Spécialistes de la tech, de la finance, médecins, universitaires, investisseurs, étudiants… Depuis le début de la guerre en Ukraine, la Russie est confrontée à une fuite des cerveaux. Une épine dans le pied pour le régime de Vladimir Poutine.

"La Russie est un rébus enveloppé de mystère au sein d’une énigme", disait Winston Churchill. En 2022, la citation est toujours d’actualité et il est difficile d’obtenir certaines informations telles que le nombre de Russes qui ont quitté leur pays depuis l’invasion de l’Ukraine. Seules certitudes : ils sont des centaines de milliers et souvent très diplômés.

Profils tech, investisseurs, universitaires : l’heure de l’exode

Parmi les principaux exilés, les spécialistes de la tech au sens large : informaticiens, programmateurs, spécialistes de l’IA, Ux-designer… Dotés de compétences recherchées dans tous les pays, capables de travailler à distance, bien souvent polyglottes, ils sont surreprésentés parmi la diaspora. En mai 2022, l’association russe des communications électroniques a estimé qu’entre 50 000 et 70 000 d’entre eux sont partis vivre à l’étranger soit 10% des travailleurs du secteur. L’annonce de la mobilisation partielle a probablement fait augmenter le nombre.

Autre coup dur pour l’économie, en plus du départ des investisseurs étrangers, les investisseurs locaux prennent la poudre d’escampette. Entre février et juin 2022, le cabinet Henley & Partners estime que 15% des millionnaires russes sont partis, beaucoup d’entre eux étant entrepreneurs et investisseurs. Comme pour les geeks, la proportion est sous-estimée et la mobilisation a accéléré la tendance.

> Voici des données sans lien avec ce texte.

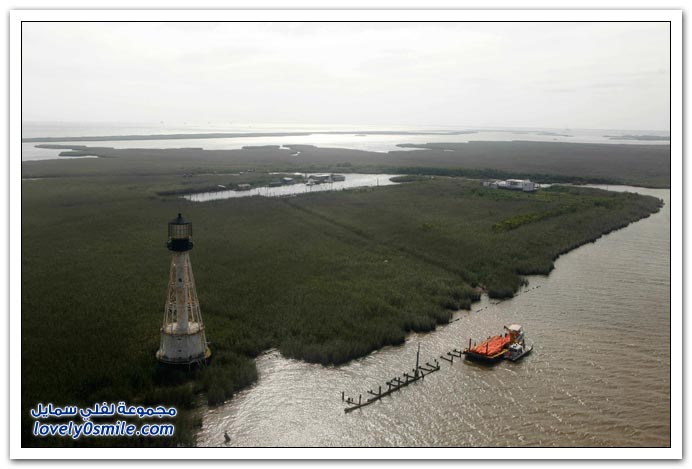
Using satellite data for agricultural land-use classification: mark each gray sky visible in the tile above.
[22,23,670,130]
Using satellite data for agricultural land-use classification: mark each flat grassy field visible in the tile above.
[21,148,659,446]
[23,137,670,187]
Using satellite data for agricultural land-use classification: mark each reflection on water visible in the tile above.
[198,186,670,446]
[183,173,397,202]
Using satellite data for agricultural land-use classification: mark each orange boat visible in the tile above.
[463,324,524,363]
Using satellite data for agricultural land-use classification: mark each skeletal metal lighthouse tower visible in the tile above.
[156,214,211,365]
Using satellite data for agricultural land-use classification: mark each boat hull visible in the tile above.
[507,345,533,362]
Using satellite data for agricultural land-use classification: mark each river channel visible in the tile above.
[197,186,671,447]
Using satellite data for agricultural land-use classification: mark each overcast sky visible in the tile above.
[22,23,670,130]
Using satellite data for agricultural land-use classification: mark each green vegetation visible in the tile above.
[21,144,659,446]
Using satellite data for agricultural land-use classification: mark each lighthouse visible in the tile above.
[156,213,211,365]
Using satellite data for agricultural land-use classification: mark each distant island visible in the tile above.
[22,130,477,144]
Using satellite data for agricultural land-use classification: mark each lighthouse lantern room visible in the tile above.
[156,213,211,365]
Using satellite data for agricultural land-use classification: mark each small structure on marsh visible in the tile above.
[481,179,538,192]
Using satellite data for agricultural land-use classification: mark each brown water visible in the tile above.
[198,186,670,446]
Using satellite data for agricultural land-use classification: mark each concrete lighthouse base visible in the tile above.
[156,322,211,365]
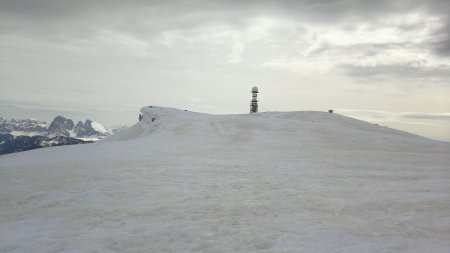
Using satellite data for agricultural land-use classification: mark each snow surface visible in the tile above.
[0,107,450,253]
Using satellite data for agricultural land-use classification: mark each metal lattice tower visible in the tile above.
[250,86,258,113]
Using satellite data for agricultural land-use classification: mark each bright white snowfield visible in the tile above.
[0,107,450,253]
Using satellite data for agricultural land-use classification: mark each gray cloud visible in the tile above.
[402,113,450,121]
[340,62,450,79]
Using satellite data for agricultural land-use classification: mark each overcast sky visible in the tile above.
[0,0,450,141]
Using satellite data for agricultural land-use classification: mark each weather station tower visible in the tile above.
[250,86,258,113]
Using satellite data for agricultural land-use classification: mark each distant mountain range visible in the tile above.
[0,116,126,155]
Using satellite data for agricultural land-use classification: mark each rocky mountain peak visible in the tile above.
[48,116,75,136]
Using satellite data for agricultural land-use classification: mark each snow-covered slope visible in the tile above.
[0,107,450,252]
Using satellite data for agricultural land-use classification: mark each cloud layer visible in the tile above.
[0,0,450,140]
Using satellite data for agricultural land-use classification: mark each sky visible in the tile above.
[0,0,450,141]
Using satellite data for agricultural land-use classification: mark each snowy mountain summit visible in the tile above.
[0,106,450,252]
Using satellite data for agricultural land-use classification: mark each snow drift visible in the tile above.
[0,106,450,252]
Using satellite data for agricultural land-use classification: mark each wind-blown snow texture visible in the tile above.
[0,107,450,253]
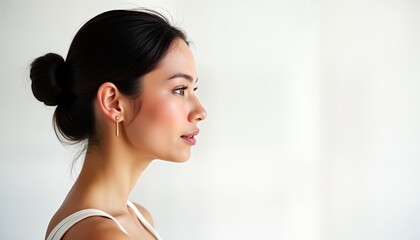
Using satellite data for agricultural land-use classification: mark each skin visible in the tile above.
[47,39,207,240]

Les intellectuels, artistes, journalistes, universitaires ont eux aussi été poussés à traverser les frontières du pays le plus étendu du globe, privant la société de profils capables de réfléchir, inventer, innover. Ainsi, une trentaine de journalistes du quotidien Novaïa Gazeta se sont implantés en Lettonie. La presse regorge d’articles présentant des membres de l’intelligentsia partis avec QI et bagages en Occident ou dans les anciennes Républiques soviétiques telles que la Géorgie, l’Arménie ou le Kazakhstan.

De fin février à mai, 10% des salariés de la tech auraient quitté le pays

Optimisme de façade

D’un côté, le départ d’opposants potentiels au régime est une bonne chose pour Vladimir Poutine qui a de moins en moins à craindre une opposition libérale, influente et structurée. De l’autre, des conséquences économiques à moyen terme sont à craindre. Quel avenir pour un pays qui perd ses intellectuels, ses investisseurs et ses profils ultra-qualifiés ? Pour le moment le gouvernement ne sait pas sur quel pied danser et oscille entre joie, déni et crainte de déclassement.

Dans un discours prononcé le 16 mars, Vladimir Poutine avait laissé entendre que le départ de « traîtres » comparés à des "moucherons" était une bonne chose : "Je suis convaincu que cette purification naturelle est nécessaire pour la société et ne pourra que renforcer notre pays." Selon lui, la Russie peut se développer malgré les sanctions et les départs. Départs par ailleurs souvent niés. Ainsi, malgré toutes les évidences, le porte-parole du Kremlin Dimitri Peskov affirme que les investisseurs et les millionnaires n’ont pas quitté la Russie.

Panique à bord

En réalité, la situation est grave et les autorités commencent à réagir. Cet été, le ministère de la Justice a entamé des poursuites contre l’Agence juive, notamment pour "collecte illégale d’informations sur les citoyens russes". D’ici cet automne, l’organisme chargé d’organiser l’Alya (accueil en Israël des étrangers éligibles à la nationalité de l’État hébreu) pourrait être interdit. Il est vrai que l’Agence juive contribue à la fuite des cerveaux. Sur les quatre premiers mois du conflit, 50 000 ressortissants russes ont été accueillis en Israël. Un chiffre très élevé dans la mesure où 600 000 Russes sont éligibles à l’Alya. Or, cette partie de la population est souvent plus diplômée que la moyenne.

Depuis l’annonce de la mobilisation partielle, le gouvernement a également donné des gages à certains diplômés tentés par le départ : exemption de service militaire pour les personnes étudiant des matières telles que les mathématiques, la robotique, l’aéronautique, les nanotechnologies. Enfin, les moins de 27 ans qui ont déjà travaillé un an dans la tech ne paieront pas d’impôts au moins jusqu’en 2024.